L'economista Saul Eslake ha paragonato il sistema fiscale a un "formaggio svizzero gigante".Credito: Arsineh Houspian

Secondo l’ex membro del consiglio della Reserve Bank Warwick McKibbin, l’Australia ora ha una probabilità del 50% di cadere in recessione nel prossimo anno.

Il tesoriere Joe Hockey questa settimana ha respinto la possibilità di una recessione, ma l’Australia si trova in una posizione precaria con la fine del nostro boom minerario decennale.

Gli stati ricchi di risorse sono in difficoltà, lasciando il Nuovo Galles del Sud e Victoria e le loro economie fortemente basate sui servizi a riprendere in mano le redini della crescita.

Per il governo Abbott, che lunedì prossimo festeggerà i due anni al potere, i suoi risultati in termini di gestione economica – un punto di forza tradizionale per i governi di coalizione – sono sempre più sotto il microscopio.

Dalle elezioni del 2013, la disoccupazione è aumentata, la crescita dei salari reali è evaporata e il debito pubblico è aumentato a dismisura.

Dalle elezioni del 2013, la disoccupazione è aumentata, la crescita dei salari reali è evaporata e il debito pubblico è aumentato a dismisura.

Secondo l’economista indipendente Saul Eslake, le previsioni di bilancio che presuppongono un ritorno ai tassi di crescita storici sono “altamente improbabili” che si rivelino corrette, il che significa che le eccedenze sono ancora lontane.

L’impulso di fiducia che l’elezione di un governo di coalizione avrebbe dovuto produrre non si è concretizzato, afferma Eslake.

Quel che è peggio è che l’attenzione incessante alle questioni di sicurezza nazionale ha in realtà minato la fiducia, con conseguenze economiche reali: “Penso che abbia avuto un impatto economico”, dice. "La Coalizione continua a dire alla gente che bisogna avere paura. Dobbiamo avere paura per la sicurezza delle frontiere, la sicurezza alimentare, la sicurezza idrica. Continuiamo a dire alla gente che ci sono cose brutte là fuori e non c'è da stupirsi che diventino avversi al rischio."

MA a nessuno è ancora consentito usare la parola "R".

Secondo la convenzione, si parla di recessione tecnica quando un’economia accumula due trimestri consecutivi di “crescita negativa”, cioè due periodi consecutivi di tre mesi in cui la produzione economica è inferiore a quella del trimestre precedente.

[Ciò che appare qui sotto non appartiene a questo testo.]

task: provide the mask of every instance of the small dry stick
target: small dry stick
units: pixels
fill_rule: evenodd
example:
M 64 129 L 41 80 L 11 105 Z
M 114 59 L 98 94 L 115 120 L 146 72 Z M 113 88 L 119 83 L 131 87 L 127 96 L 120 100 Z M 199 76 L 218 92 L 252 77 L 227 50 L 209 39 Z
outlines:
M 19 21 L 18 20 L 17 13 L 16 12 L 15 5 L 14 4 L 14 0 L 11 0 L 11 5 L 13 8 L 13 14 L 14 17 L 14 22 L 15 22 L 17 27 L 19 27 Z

Alcuni sottolineano che l’Australia è già in una “recessione del reddito”, con il reddito disponibile pro capite in contrazione da più di un anno a causa del calo delle esportazioni di materie prime. Ma mentre i prezzi scendono, la quantità di produzione economica continua a crescere, secondo gli ultimi dati.

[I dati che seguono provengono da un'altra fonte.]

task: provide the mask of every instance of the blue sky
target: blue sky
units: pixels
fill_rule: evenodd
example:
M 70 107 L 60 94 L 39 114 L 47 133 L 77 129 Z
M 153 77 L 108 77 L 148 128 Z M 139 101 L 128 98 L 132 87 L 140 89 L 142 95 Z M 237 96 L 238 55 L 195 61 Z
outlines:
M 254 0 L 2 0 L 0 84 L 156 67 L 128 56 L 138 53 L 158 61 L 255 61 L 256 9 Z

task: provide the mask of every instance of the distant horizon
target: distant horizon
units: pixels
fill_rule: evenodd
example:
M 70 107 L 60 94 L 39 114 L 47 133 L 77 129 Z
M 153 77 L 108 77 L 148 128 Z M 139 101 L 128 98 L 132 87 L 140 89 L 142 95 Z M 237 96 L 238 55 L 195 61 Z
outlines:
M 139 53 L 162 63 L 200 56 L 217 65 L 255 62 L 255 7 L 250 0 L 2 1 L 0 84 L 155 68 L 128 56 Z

Tuttavia, le recessioni possono insinuarsi, secondo il capo economista di Laminar Capital, Stephen Roberts.

"Spesso non lo sai finché non è troppo tardi. Quando ottieni quei due dati sul PIL con una crescita negativa, puoi essere molto avanti sulla strada della recessione. Era il problema dell'ultima volta. Ci è voluto un po' di tempo per Ci è voluto molto tempo perché la gente si rendesse conto che eravamo in recessione. Era lo stesso anche all'inizio degli anni '80."